Note: This article first appeared in the travel magazine 360 ° Canada

In Quebec City, history is not far away

Monika Fuchs

Monika Fuchs and Petar Fuchs are the authors and publishers of the Slow Travel and Enjoyment travel blog TravelWorldOnline Traveller. You have been publishing this blog since 2005. TravelWorldOnline has been online since 2001. Your topics are Trips to Savor and wine tourism worldwide and Slow Travel. During her studies, Monika Fuchs spent some time in North America, where she traveled to the USA and Canada - sometimes together with Petar Fuchs - and spent a research year in British Columbia. This strengthened her thirst for knowledge, which she pursued for 6 years Adventure Guide for Rotel Tours and then for 11 years as Study tour guide for Studiosus Reisen tried to breastfeed all over the world. She constantly expanded her travel regions, but curiosity still gnawed at her: “What is beyond the horizon? What else is there to discover in this city? Which people are interesting here? What do you eat in this region?” These are the questions she is now trying to answer as a freelance travel journalist (her articles have appeared in DIE ZEIT, 360° Canada, 360° USA, etc.), among others. travel writer and travel blogger answers in many countries around the world. Petar Fuchs produces the videos on this blog as well as on YouTube. Monika Fuchs from TravelWorldOnline is below Germany's top 50 bloggers in 2021 Other Information about Monika and Petar Fuchs. Recommendations on LinkedIn from tourism experts Further recommendations from cooperation partners and tourism experts Professional experience Monika on LinkedIn

2 thoughts too "In Quebec City, history is not far away"

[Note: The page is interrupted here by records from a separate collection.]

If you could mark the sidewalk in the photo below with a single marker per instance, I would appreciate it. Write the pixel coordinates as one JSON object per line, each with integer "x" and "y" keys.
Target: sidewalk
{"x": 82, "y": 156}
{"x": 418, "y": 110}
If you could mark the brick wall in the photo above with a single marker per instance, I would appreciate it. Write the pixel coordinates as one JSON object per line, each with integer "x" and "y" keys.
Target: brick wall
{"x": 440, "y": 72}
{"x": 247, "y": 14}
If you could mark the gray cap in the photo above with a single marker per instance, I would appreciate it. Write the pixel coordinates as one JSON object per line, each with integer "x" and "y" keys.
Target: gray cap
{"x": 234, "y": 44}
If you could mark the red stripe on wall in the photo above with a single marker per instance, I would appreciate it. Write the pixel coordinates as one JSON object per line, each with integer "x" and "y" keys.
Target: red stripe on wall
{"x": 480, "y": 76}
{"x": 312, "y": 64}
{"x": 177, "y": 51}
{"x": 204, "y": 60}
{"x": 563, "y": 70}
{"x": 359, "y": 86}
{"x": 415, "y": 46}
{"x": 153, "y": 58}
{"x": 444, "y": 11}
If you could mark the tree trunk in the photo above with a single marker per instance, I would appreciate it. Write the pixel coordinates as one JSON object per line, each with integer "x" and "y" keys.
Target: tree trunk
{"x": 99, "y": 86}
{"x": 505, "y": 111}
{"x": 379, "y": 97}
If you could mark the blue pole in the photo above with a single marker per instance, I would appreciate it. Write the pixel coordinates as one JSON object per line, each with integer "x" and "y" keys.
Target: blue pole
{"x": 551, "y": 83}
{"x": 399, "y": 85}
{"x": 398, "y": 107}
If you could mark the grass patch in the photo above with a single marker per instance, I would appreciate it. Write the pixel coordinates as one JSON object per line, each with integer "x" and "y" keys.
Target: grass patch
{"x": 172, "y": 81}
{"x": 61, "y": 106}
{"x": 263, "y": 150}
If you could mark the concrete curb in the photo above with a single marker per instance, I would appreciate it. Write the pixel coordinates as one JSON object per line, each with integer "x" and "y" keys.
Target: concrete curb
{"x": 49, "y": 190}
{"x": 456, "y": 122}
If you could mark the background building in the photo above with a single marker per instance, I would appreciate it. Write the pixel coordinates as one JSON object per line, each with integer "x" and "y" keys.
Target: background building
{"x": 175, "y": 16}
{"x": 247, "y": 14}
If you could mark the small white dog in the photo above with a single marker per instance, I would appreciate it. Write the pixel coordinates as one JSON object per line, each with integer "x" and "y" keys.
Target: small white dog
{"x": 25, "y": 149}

  1. Quebec is really a great city. I liked the old town very much. Unfortunately we were only there for two nights. I would have liked to have a look at some of the surrounding area, but maybe it turns out that I am there. :) I will link your very interesting article directly under my Quebec article. :)

    Best regards,

    1. Dear Peggy,

      Quebec is one of our favorite cities in Canada. It pulls us over there again and again :). The surrounding area is also worth a trip - or even several. If you are interested, we already have quite a few of them Articles about Quebec published in our blog.